USMEF Economist Erin Borror addressed attendees about current trends in global meat production, consumption and trade, focusing particularly on how North American meat and livestock trade has expanded and evolved since the passage of NAFTA.
Borror noted that the recent uptick in production has improved the price competitiveness of U.S. beef, both in key Asian markets and in the Western Hemisphere. This period of higher production is happening at a time of tight global beef supplies – especially from Australia, where herd rebuilding continues to hold down slaughter and production volume. For North American beef trade, key factors in 2017 include:
- U.S. production is forecast to be the largest since 2008, but U.S. demand for imported beef from Mexico and Canada remains strong, partly due to limited supplies and higher prices for imports from Australia and New Zealand.
- Mexico continues to see modest growth in its cattle inventory and beef production, but this is tempered by an uptick in feeder cattle exports to the United States so far this year. Mexico’s beef exports are at record levels, mainly to the United States. Mexico’s beef imports continue rebound, but per capita consumption remains low.
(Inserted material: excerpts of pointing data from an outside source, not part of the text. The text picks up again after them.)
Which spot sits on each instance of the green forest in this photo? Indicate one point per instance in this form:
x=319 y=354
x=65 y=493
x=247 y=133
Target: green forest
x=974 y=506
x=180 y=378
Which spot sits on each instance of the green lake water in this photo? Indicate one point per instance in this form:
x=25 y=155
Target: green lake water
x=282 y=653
- Canada’s cattle inventory is relatively flat, with smaller live exports. Beef production and exports are increasing, but at a modest pace.
- The U.S., Mexico and Canada are unique as they are each leading exporters and importers of beef, partly due to NAFTA, which has helped bolster the competitiveness of the North American beef industries.
Borror highlighted the fact that Mexico is a critical trading partner for the U.S. beef and pork industries, with exports to Mexico accounting for 8 percent of total U.S. pork production and 3 percent of U.S. beef production. U.S. pork exports reached 12.5 pounds per Mexican consumer last year, with beef exports totaling nearly 4.5 pounds. Total U.S. pork and beef exports to Mexico reached nearly 973,000 metric tons (mt) in 2016 and will soon exceed 1 million mt. Export value was $2.3 Billion – an increase of 43 percent in value over the past 10 years.
USMEF also sponsored a presentation by Dr. Victor Toledo titled, “Functional Meat Product Development,” which highlighted the U.S. industry’s effort to develop and introduce new beef and pork products that meet the culinary and nutritional needs of Mexican consumers. Dr. Toledo’s research looks at the development of cured and cooked meat products with a specific focus on certain added characteristics such as antioxidant capacity. He also discussed research conducted on the use of plant-origin omega-3 fatty acids to determine their residual benefits in processed meat products.